Many great writers struggled with illness and substance abuse. There is an idea that their creative genius is fueled by the whatever on their shoulders. Where would Hemmingway be without alcohol? Freud without his Cocaine? Kahlo without her injuries?
Looking at my writing whilst under the influence of painkillers, I draw the conclusion that this is utter nonsense.
To be sure, suffering can inspire us. But it also makes stuff, just ordinary living and breathing and working day stuff, a damned sight harder. When you are in pain you make mistakes that you don’t make when you are well. You can’t work as long and you can’t focus as well. Things are, just, generally, difficult. And if that counts for getting out of bed or getting on with your life, it counts doubly so for something as difficult as writing.
Now, I’m familiar with how hard it is to start, and how much easier it can seem to get words on the page once you’ve had a drink. And I know there are other writers out there who have similar crutches. Stephen King writes rather brilliantly about how his struggles with drugs impacted his writing, and if you’re interested and somehow haven’t checked out his book On Writing, go do that now.
And I’m also familiar with the argument that it can be essential to loosen up, to free yourself from your critical inner voice, and that things that take you out of yourself can be helpful. I did spend a year at art school, after all.
But I think it is a false friend. I think it gives the impression of helping whilst undermining all those critical abilities that you actually need to produce non-shit work. I think, if they could have found their way to work without them, then Hemmingway would have been better without alcohol and Freud would have been better without Cocaine.

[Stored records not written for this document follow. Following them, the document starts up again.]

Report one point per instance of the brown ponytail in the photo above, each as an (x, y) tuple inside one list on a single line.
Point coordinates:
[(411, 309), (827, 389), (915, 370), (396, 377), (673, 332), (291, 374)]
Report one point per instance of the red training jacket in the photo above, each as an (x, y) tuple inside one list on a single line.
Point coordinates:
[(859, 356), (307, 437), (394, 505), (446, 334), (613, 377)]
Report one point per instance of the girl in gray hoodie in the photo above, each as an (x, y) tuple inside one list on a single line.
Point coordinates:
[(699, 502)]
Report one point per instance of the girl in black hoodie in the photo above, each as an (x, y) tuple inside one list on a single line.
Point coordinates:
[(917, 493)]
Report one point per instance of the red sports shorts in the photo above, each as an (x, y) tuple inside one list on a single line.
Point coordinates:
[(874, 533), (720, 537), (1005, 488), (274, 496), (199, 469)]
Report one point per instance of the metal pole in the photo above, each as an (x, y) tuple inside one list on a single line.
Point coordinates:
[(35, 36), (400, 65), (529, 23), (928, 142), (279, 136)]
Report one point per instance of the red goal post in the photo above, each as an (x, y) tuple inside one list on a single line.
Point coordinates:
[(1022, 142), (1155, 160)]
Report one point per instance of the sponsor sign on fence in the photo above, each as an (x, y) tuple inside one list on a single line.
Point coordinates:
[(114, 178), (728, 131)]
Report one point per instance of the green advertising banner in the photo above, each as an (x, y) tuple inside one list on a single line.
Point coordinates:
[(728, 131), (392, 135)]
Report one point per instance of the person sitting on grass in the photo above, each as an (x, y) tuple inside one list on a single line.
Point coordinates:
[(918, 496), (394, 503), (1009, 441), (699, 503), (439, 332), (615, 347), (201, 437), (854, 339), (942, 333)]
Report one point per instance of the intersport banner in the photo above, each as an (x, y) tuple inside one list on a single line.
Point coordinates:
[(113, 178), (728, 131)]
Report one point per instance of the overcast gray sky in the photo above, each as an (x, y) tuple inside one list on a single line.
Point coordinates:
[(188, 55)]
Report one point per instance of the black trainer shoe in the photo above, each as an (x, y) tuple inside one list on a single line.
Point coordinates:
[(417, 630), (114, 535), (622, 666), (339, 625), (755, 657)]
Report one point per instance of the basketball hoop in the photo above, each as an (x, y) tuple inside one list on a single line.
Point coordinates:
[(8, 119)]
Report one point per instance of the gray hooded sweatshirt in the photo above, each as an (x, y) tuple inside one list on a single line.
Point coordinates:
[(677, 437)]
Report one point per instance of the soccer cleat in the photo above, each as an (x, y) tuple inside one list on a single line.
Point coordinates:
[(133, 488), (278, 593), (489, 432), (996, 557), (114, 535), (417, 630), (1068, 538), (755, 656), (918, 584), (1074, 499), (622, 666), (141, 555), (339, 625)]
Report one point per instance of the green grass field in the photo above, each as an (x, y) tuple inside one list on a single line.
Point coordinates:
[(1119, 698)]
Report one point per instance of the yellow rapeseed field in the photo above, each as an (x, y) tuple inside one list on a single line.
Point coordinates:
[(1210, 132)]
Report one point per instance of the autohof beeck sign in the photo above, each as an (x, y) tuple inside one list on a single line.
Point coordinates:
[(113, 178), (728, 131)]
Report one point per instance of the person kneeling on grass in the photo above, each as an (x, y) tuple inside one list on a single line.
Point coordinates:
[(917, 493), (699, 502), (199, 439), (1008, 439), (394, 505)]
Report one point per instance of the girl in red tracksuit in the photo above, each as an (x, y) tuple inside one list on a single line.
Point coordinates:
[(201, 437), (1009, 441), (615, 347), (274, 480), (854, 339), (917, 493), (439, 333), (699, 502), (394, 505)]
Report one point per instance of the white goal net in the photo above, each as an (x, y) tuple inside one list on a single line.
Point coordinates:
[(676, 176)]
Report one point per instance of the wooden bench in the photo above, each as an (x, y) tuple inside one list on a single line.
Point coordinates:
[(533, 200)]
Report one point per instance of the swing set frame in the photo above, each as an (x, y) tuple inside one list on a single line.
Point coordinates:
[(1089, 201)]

That brings me back round to Kahlo and injury. Obviously, she didn’t choose that. I was disabled in an accident in the Navy. I sympathise. Am I a better writer for my accident? It would be a comforting conceit, but I sincerely doubt it. A better human being? Possibly. But if I do write something good between here and eternity, it will not be because of my injury – it will be in spite of it, just as Hemmingway and Freud achieved in spite of substance abuse.
I’m not saying don’t write if you’re injured or taking drugs or drinking alcohol. I’m not saying you can’t write great stuff under the influence. That would be a daft thing to say. But don’t kid yourself that they’re making you better. Just believe in yourself that you can write in spite of these things.
If you can, live as clean as you can without, you know, getting completely bored. Take care of yourselves. You’ll write better for it.
If you can’t, don’t give up. Keep writing. It will help you with all the other stuff.